In den Sommern saßen wir in dem kleinen verwilderten Garten gegenüber, einer dieser Bombenlücken. Wenn ich mit Martin sprach, hielt die offenbar verrücktgewordene Uhr, die die Leute plötzlich in einem Affenzahn durchs Leben hetzte, für eine Weile an. Martin war hierhergezogen und hatte mir und anderen etwas wie Heimat zurückgegeben.

Wo Martin seinen Garten hatte, steht jetzt ein Neubau mit Eigentumswohnungen. Das Viertel, in dem ich mal zu Hause war, ist fremd geworden. Spätestens, als ich die frisch renovierten „Rosenhöfe" sah, dort, wo es noch nie irgendwelche Rosenhöfe gegeben hatte, sondern nur Altbauten mit unspektakulärer Fassade; als ich diesen verschnörkelten, goldverzierten Albtraum in Altrosa und Türkis sah, fand ich die Sache nur noch albern und habe mich verabschiedet. Kurz zuvor war ich in Düsseldorf gewesen, und das hier sah verdammt danach aus. Von Düsseldorf hatten wir nie geträumt.

Wenn ich die Stadt spüren will, gehe ich auf die magische Brücke, zum Schwedter Steg. Man geht die Schwedter Straße hoch, am Mauerpark vorbei Richtung Wedding. Unter der Brücke ist eine riesige Brache, durchzogen vom Gewirr der Gleise, wo die S-Bahnen ihre Kurven ziehen. Wenn man sich umdreht und zurückblickt, erlebt man eine vorwitzige Verkehrung politisch-geographischer Verhältnisse. Man sieht links ­ also im subjektiven Westen ­ die Mietskasernen des Prenzlauer Bergs, rechts die Siebziger-Jahre-Bauten des Weddinger Gesundbrunnenviertels. Dazwischen die weite Brache. In der Mitte der Fernsehturm, wie ein Ausrufezeichen. Man dreht sich zurück und läuft die Steigung der Brücke immer höher, bis man nur noch Brücke, Brache und den Horizont sieht.

Es ist ein Ort, an dem die Stadt Pause macht.

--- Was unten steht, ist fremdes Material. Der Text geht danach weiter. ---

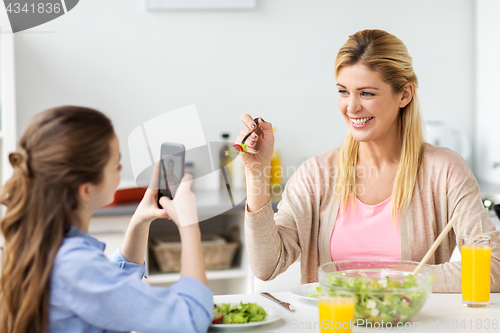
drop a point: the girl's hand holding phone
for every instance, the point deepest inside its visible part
(261, 140)
(182, 209)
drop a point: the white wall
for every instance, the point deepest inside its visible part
(275, 61)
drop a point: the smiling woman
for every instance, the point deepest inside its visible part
(384, 194)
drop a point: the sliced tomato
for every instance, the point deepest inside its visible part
(238, 147)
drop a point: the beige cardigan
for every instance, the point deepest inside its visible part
(308, 210)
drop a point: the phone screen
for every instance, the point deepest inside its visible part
(171, 169)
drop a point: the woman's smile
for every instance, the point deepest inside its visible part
(361, 122)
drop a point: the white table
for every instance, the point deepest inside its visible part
(441, 313)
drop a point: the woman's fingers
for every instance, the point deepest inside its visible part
(248, 121)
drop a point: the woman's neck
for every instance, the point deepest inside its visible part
(381, 152)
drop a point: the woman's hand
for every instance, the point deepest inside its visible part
(182, 209)
(260, 145)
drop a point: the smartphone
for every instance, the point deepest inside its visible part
(171, 169)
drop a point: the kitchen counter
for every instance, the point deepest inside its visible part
(441, 313)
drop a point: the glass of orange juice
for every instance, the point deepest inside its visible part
(336, 311)
(476, 266)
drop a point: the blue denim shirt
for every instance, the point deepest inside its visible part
(92, 293)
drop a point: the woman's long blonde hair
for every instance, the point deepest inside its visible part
(61, 149)
(386, 54)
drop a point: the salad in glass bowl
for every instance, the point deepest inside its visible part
(385, 290)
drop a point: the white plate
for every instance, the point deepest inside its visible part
(272, 316)
(305, 289)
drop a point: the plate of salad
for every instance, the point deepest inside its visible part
(241, 315)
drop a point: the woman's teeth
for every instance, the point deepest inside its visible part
(361, 121)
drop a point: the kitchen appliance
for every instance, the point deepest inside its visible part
(440, 134)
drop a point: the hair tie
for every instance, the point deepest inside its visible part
(19, 159)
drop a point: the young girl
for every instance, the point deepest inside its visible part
(382, 194)
(55, 277)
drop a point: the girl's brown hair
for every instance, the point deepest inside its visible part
(386, 54)
(61, 149)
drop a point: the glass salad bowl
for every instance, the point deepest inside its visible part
(385, 290)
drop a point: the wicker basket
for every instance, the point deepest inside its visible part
(218, 254)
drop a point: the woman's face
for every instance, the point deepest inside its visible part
(368, 104)
(105, 191)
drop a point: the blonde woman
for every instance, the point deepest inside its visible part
(383, 194)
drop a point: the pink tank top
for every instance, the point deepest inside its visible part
(368, 233)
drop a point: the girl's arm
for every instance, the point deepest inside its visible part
(134, 245)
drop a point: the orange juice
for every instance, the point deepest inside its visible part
(336, 314)
(476, 265)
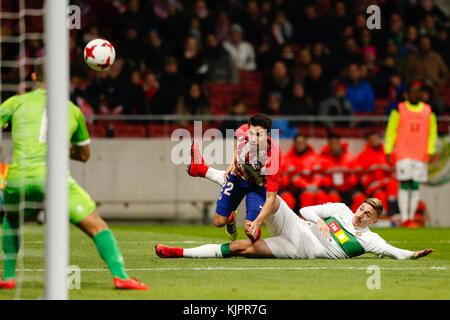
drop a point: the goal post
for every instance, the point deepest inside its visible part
(57, 84)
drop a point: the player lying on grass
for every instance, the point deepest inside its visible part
(331, 231)
(26, 183)
(253, 173)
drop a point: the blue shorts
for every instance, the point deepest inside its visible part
(232, 193)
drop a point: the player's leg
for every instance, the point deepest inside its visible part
(11, 225)
(83, 214)
(254, 202)
(420, 174)
(232, 193)
(245, 248)
(198, 168)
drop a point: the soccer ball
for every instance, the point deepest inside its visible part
(99, 54)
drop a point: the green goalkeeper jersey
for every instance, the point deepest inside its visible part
(28, 117)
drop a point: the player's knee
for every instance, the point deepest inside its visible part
(240, 246)
(220, 221)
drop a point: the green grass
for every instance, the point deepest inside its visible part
(240, 278)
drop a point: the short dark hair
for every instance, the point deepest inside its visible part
(299, 135)
(262, 120)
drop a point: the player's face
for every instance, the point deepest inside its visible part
(364, 216)
(257, 137)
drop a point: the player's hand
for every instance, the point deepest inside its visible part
(231, 169)
(422, 253)
(253, 228)
(323, 228)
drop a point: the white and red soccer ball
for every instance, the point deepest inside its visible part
(99, 54)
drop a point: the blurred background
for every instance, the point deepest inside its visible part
(312, 65)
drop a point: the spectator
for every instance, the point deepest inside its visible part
(220, 68)
(348, 55)
(193, 102)
(191, 60)
(105, 94)
(201, 12)
(223, 27)
(376, 174)
(336, 105)
(251, 22)
(171, 25)
(135, 97)
(279, 81)
(171, 88)
(299, 103)
(301, 176)
(237, 108)
(428, 27)
(409, 44)
(281, 28)
(242, 52)
(273, 104)
(442, 45)
(288, 55)
(359, 93)
(340, 180)
(151, 87)
(427, 64)
(429, 96)
(301, 66)
(153, 51)
(316, 84)
(194, 29)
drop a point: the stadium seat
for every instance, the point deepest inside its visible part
(250, 76)
(124, 130)
(161, 130)
(380, 106)
(348, 132)
(313, 132)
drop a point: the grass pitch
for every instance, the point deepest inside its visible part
(239, 278)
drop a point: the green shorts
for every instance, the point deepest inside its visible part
(31, 195)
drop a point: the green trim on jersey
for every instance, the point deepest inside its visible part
(29, 130)
(345, 239)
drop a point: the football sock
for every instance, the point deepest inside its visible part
(403, 201)
(413, 203)
(110, 252)
(205, 251)
(10, 245)
(215, 175)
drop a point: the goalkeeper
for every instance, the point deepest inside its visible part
(25, 182)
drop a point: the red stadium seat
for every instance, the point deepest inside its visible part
(348, 132)
(161, 130)
(380, 106)
(313, 132)
(125, 130)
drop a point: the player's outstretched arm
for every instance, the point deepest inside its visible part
(421, 253)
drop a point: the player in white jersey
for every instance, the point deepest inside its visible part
(331, 231)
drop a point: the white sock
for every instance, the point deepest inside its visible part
(214, 175)
(205, 251)
(413, 203)
(403, 202)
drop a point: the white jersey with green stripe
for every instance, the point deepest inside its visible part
(370, 241)
(28, 117)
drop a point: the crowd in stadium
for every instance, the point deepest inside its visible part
(291, 57)
(334, 174)
(280, 57)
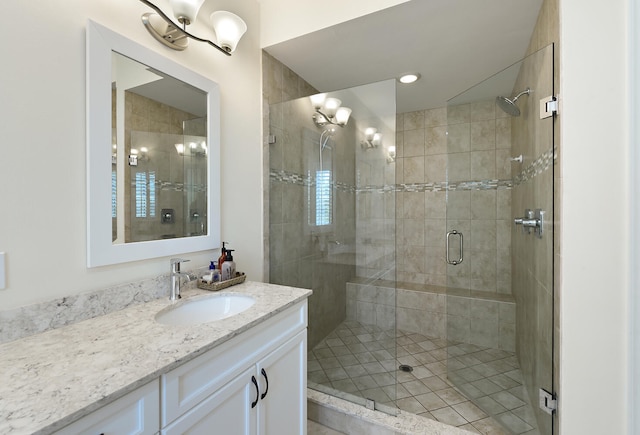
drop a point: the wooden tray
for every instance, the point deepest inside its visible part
(216, 286)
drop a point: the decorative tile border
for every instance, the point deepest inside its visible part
(308, 181)
(537, 167)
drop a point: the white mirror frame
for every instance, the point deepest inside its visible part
(100, 249)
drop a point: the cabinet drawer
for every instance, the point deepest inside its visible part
(136, 413)
(186, 386)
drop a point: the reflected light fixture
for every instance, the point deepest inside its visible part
(391, 154)
(372, 139)
(409, 78)
(329, 111)
(228, 27)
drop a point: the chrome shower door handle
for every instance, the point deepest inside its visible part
(459, 260)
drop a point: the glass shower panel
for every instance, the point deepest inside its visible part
(499, 244)
(332, 229)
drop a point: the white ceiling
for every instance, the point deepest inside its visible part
(453, 44)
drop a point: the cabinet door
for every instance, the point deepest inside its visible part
(283, 403)
(137, 413)
(226, 412)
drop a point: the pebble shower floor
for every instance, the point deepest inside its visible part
(360, 360)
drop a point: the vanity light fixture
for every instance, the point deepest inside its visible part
(329, 111)
(372, 139)
(228, 27)
(409, 78)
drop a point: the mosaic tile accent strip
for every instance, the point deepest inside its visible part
(306, 180)
(539, 165)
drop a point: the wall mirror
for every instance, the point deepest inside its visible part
(153, 153)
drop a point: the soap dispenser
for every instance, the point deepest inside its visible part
(228, 270)
(215, 273)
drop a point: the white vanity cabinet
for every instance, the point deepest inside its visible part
(252, 384)
(137, 413)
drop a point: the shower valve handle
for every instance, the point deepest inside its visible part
(530, 220)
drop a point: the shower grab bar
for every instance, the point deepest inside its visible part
(459, 260)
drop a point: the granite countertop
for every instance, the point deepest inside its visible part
(51, 379)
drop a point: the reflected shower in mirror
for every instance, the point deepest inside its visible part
(159, 164)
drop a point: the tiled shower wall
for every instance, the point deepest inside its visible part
(469, 145)
(297, 252)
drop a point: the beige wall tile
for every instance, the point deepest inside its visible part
(414, 120)
(483, 165)
(436, 140)
(483, 135)
(458, 114)
(414, 143)
(435, 169)
(482, 111)
(458, 138)
(414, 170)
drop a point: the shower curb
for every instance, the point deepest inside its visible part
(349, 418)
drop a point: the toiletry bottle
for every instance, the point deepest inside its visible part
(222, 257)
(229, 266)
(215, 273)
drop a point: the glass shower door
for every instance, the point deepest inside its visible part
(499, 244)
(332, 229)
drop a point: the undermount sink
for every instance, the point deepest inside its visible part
(205, 309)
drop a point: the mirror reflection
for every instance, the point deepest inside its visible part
(159, 157)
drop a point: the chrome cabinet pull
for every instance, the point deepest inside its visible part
(255, 383)
(459, 260)
(264, 373)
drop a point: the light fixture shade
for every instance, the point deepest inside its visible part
(317, 100)
(229, 29)
(369, 132)
(377, 139)
(185, 10)
(342, 115)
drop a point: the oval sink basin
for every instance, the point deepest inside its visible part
(205, 309)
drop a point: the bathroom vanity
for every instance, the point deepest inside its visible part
(125, 372)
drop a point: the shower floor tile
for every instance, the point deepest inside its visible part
(363, 360)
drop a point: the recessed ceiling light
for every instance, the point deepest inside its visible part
(409, 78)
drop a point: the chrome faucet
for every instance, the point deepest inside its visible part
(175, 278)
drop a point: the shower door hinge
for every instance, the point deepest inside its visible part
(548, 107)
(548, 401)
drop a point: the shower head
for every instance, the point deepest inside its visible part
(509, 106)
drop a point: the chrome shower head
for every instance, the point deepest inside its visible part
(509, 106)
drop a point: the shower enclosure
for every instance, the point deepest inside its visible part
(429, 252)
(499, 221)
(332, 229)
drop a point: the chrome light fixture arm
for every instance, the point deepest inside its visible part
(168, 38)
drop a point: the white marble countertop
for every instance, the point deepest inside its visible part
(51, 379)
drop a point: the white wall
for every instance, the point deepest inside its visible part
(282, 20)
(42, 158)
(595, 225)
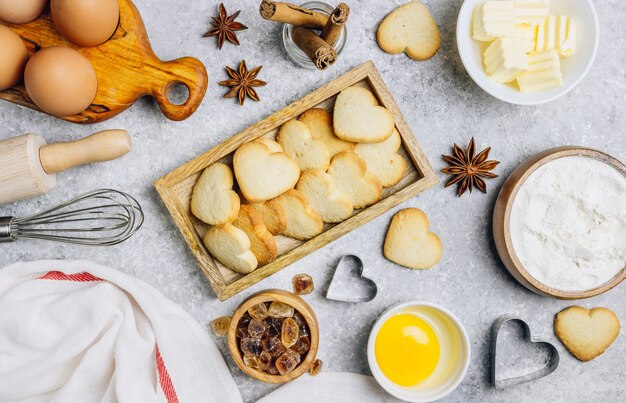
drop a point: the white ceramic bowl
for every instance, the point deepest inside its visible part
(574, 68)
(455, 349)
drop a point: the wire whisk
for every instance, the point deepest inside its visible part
(102, 217)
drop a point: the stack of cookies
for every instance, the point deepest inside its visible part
(319, 169)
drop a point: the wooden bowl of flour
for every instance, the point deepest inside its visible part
(502, 221)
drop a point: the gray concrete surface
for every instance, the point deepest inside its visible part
(442, 105)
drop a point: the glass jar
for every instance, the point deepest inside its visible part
(294, 52)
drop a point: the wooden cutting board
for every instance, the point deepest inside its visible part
(176, 187)
(125, 65)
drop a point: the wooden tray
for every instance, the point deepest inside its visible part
(126, 68)
(176, 187)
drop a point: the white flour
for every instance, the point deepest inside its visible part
(568, 223)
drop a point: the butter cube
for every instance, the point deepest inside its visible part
(527, 34)
(544, 72)
(557, 32)
(493, 19)
(531, 12)
(505, 59)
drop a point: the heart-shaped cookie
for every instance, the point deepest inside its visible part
(586, 333)
(409, 241)
(296, 140)
(359, 118)
(348, 283)
(302, 221)
(263, 171)
(383, 160)
(324, 195)
(411, 29)
(320, 122)
(552, 361)
(262, 242)
(231, 247)
(273, 215)
(213, 200)
(350, 173)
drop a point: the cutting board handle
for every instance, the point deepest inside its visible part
(189, 72)
(102, 146)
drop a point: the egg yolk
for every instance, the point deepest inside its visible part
(407, 349)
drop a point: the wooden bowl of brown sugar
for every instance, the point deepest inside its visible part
(274, 336)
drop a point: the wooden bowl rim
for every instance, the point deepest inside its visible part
(535, 162)
(299, 305)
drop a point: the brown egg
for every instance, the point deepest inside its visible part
(13, 58)
(85, 22)
(60, 81)
(21, 11)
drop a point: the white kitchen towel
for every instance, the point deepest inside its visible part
(75, 331)
(331, 387)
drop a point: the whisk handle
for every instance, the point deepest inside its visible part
(102, 146)
(5, 229)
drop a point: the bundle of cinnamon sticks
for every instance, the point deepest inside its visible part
(314, 32)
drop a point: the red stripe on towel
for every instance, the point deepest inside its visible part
(80, 277)
(165, 380)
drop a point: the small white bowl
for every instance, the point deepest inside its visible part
(574, 68)
(449, 331)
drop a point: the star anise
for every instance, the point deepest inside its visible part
(242, 82)
(468, 169)
(224, 27)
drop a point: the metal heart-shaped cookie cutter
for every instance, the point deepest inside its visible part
(351, 285)
(549, 368)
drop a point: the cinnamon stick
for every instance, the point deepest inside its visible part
(335, 23)
(320, 52)
(292, 14)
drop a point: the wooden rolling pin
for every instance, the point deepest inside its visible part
(28, 165)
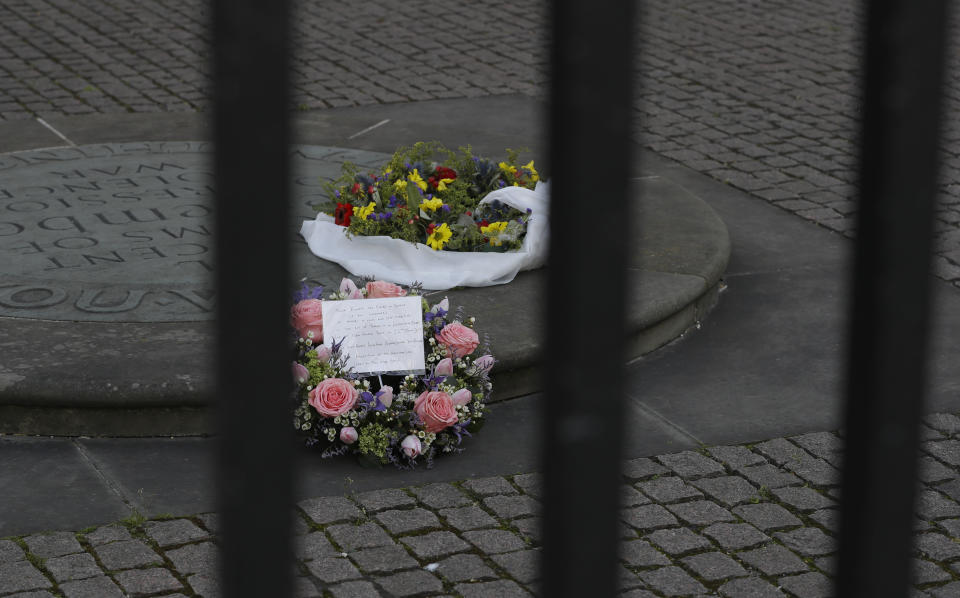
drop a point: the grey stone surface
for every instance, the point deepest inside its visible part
(50, 545)
(139, 582)
(351, 537)
(329, 509)
(126, 555)
(20, 576)
(668, 489)
(407, 520)
(436, 544)
(177, 531)
(72, 566)
(676, 541)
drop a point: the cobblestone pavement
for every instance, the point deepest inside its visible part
(762, 96)
(738, 521)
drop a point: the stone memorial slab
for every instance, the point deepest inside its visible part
(123, 232)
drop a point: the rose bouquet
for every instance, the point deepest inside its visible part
(401, 419)
(432, 195)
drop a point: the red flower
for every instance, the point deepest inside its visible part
(342, 214)
(442, 172)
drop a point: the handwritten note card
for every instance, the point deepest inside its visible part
(380, 335)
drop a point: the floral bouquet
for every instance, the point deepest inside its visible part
(420, 199)
(400, 419)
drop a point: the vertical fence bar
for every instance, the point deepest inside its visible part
(589, 127)
(905, 45)
(251, 134)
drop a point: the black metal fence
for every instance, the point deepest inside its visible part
(591, 54)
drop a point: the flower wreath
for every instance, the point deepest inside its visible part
(407, 418)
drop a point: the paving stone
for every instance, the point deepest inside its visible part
(312, 546)
(378, 500)
(126, 555)
(668, 489)
(94, 587)
(735, 457)
(691, 465)
(195, 558)
(927, 572)
(672, 581)
(714, 566)
(947, 451)
(808, 585)
(467, 518)
(354, 589)
(383, 559)
(808, 541)
(522, 565)
(642, 468)
(409, 583)
(503, 588)
(730, 490)
(639, 553)
(20, 576)
(408, 520)
(10, 552)
(436, 544)
(139, 582)
(937, 546)
(701, 512)
(678, 540)
(511, 507)
(351, 537)
(647, 517)
(177, 531)
(329, 509)
(773, 559)
(332, 569)
(770, 476)
(749, 587)
(490, 486)
(107, 534)
(51, 545)
(464, 567)
(932, 505)
(630, 497)
(72, 566)
(767, 516)
(804, 499)
(530, 483)
(439, 496)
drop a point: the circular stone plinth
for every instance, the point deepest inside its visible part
(106, 294)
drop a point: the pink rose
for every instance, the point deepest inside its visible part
(348, 435)
(378, 289)
(444, 367)
(306, 317)
(385, 395)
(411, 446)
(458, 339)
(300, 373)
(347, 286)
(333, 397)
(462, 397)
(485, 363)
(436, 410)
(323, 353)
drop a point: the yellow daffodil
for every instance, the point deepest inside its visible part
(432, 204)
(533, 171)
(363, 213)
(439, 236)
(415, 178)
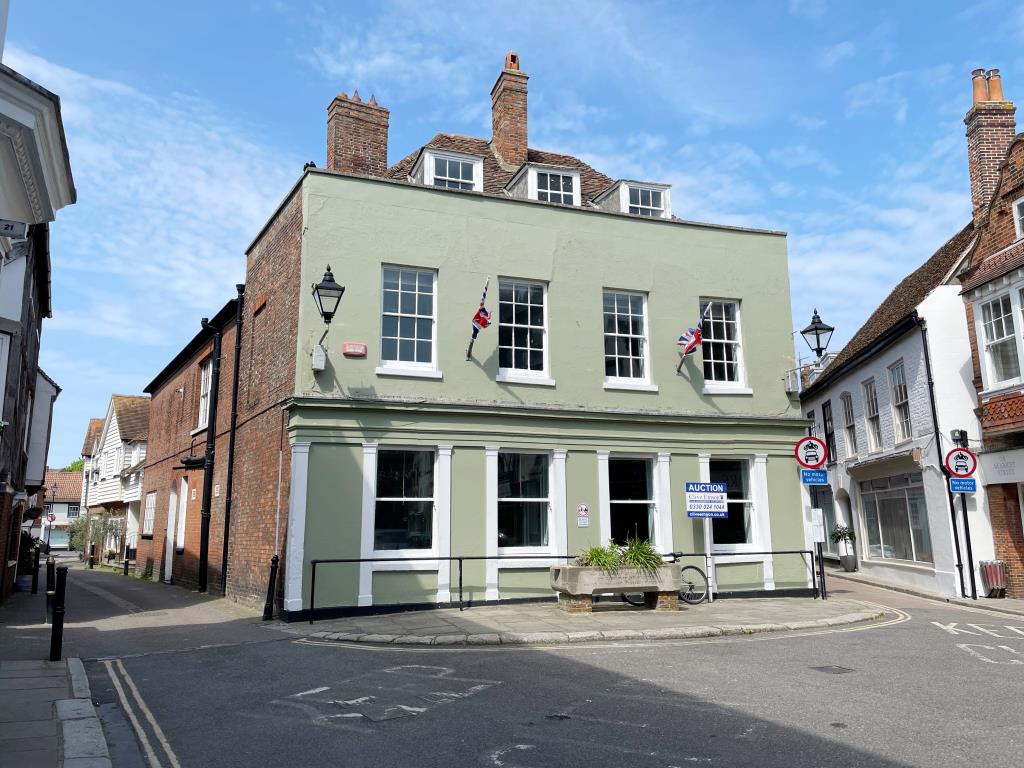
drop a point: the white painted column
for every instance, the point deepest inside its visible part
(366, 594)
(603, 499)
(491, 526)
(442, 524)
(295, 549)
(663, 518)
(704, 461)
(558, 503)
(763, 516)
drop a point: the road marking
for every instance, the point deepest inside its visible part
(148, 716)
(154, 763)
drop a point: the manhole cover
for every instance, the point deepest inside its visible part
(833, 670)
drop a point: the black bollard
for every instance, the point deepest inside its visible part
(56, 631)
(35, 571)
(270, 590)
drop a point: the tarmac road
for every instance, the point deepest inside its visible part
(933, 685)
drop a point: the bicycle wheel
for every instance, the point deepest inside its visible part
(694, 586)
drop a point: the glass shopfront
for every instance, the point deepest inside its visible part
(895, 518)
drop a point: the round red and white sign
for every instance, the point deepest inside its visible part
(811, 453)
(962, 463)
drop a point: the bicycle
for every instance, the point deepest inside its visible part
(693, 588)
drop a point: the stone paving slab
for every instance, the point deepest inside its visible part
(546, 624)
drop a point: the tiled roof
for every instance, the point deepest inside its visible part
(62, 485)
(900, 303)
(133, 416)
(496, 173)
(91, 434)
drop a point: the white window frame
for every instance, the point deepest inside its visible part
(532, 184)
(205, 386)
(551, 547)
(520, 376)
(849, 425)
(902, 432)
(989, 383)
(407, 368)
(642, 383)
(428, 167)
(150, 513)
(726, 387)
(873, 438)
(413, 554)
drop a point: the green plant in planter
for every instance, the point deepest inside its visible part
(607, 557)
(640, 554)
(842, 534)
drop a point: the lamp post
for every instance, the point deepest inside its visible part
(817, 335)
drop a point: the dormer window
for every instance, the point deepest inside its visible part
(645, 201)
(453, 171)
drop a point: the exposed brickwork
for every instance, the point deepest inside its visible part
(508, 113)
(1004, 505)
(989, 130)
(356, 136)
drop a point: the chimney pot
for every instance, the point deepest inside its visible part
(994, 85)
(980, 85)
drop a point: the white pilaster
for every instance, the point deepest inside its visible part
(558, 503)
(296, 545)
(763, 516)
(603, 499)
(491, 527)
(663, 516)
(366, 595)
(442, 497)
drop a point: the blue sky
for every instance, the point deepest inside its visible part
(841, 123)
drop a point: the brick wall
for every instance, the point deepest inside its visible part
(1004, 505)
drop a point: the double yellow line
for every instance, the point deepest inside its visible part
(130, 711)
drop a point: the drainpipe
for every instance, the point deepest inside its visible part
(920, 322)
(211, 439)
(229, 482)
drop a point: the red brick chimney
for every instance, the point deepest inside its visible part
(508, 113)
(356, 135)
(990, 128)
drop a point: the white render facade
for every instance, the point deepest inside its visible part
(885, 476)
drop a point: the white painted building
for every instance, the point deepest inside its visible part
(112, 480)
(886, 407)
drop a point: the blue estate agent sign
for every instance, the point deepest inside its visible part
(707, 500)
(963, 484)
(814, 476)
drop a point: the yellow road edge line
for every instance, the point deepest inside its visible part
(151, 756)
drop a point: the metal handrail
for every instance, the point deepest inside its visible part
(461, 558)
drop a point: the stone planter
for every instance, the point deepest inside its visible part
(577, 586)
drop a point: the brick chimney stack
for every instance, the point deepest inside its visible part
(990, 129)
(508, 113)
(356, 135)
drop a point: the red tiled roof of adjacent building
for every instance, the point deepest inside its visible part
(62, 485)
(496, 173)
(91, 434)
(900, 303)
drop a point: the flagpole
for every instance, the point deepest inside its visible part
(682, 357)
(472, 339)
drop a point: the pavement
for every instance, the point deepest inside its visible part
(523, 624)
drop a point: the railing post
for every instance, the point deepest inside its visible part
(56, 631)
(271, 588)
(35, 571)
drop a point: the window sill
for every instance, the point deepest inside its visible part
(726, 389)
(511, 377)
(411, 373)
(630, 386)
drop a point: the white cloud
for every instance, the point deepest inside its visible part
(838, 52)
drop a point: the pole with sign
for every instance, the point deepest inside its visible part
(961, 465)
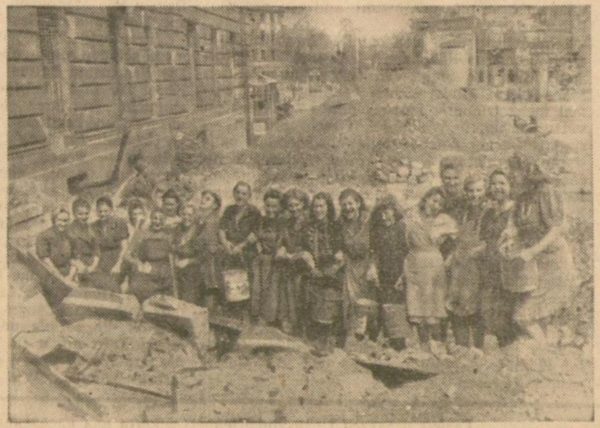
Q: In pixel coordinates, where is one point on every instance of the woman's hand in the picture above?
(252, 239)
(372, 275)
(526, 255)
(182, 263)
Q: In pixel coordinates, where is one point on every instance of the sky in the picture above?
(370, 22)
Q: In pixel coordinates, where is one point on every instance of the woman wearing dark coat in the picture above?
(186, 251)
(324, 281)
(389, 248)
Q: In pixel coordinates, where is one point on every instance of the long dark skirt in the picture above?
(189, 283)
(264, 291)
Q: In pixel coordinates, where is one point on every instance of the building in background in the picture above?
(78, 76)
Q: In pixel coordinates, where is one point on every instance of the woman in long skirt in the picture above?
(496, 301)
(360, 274)
(324, 281)
(425, 271)
(293, 293)
(388, 243)
(266, 278)
(153, 268)
(464, 297)
(210, 248)
(539, 220)
(186, 250)
(111, 234)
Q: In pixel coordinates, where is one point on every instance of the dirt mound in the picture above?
(405, 116)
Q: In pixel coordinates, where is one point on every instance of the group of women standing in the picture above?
(472, 255)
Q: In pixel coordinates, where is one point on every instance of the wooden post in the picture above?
(116, 24)
(246, 64)
(151, 36)
(192, 34)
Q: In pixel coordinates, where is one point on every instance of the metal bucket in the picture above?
(236, 285)
(364, 310)
(395, 324)
(326, 306)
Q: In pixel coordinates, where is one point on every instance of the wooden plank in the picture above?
(180, 57)
(27, 102)
(22, 18)
(169, 22)
(205, 72)
(170, 39)
(83, 74)
(23, 46)
(138, 73)
(94, 12)
(136, 55)
(172, 88)
(136, 35)
(92, 96)
(91, 120)
(139, 91)
(162, 56)
(170, 105)
(201, 16)
(135, 16)
(139, 111)
(171, 72)
(87, 28)
(26, 130)
(204, 58)
(25, 74)
(89, 51)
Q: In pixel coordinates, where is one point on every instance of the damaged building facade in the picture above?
(533, 53)
(77, 77)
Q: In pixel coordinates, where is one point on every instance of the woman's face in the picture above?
(207, 201)
(241, 195)
(451, 181)
(433, 205)
(103, 211)
(295, 207)
(82, 214)
(475, 191)
(272, 207)
(137, 215)
(157, 220)
(188, 216)
(170, 207)
(320, 209)
(61, 221)
(350, 208)
(499, 188)
(388, 217)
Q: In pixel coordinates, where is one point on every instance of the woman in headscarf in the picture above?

Paradox, daß ausgerechnet die Orte entlang des ehemaligen Mauerstreifens etwas Befreiendes haben. Orte, die nicht fertig und verputzt sind, festgelegt und funktionieren müssen. Man hat versucht, sie zu beplanen, aber man bekam sie nicht in den Griff. Und dann war der Laden pleite.

So sieht man manchmal absurde Bilder. Man hat ehrgeizig, auch verzweifelt, Neues hingewuchtet. Aber es wirkt wie eine bloße Behauptung. Immer sind Reste liegengeblieben. Reste, Brüche, Brachen.

Sie sind Abschied und Ungewißheit gleichzeitig, bergen Verlorenes wie Künftiges gleichermaßen. Ohne daß das eine das andere zerstören und vernichten müßte.

Es sind Orte, die niemandem wirklich gehören. An denen wir in der neuen Fremdheit ankommen. Und niemand bemäkelt unser Gepäck.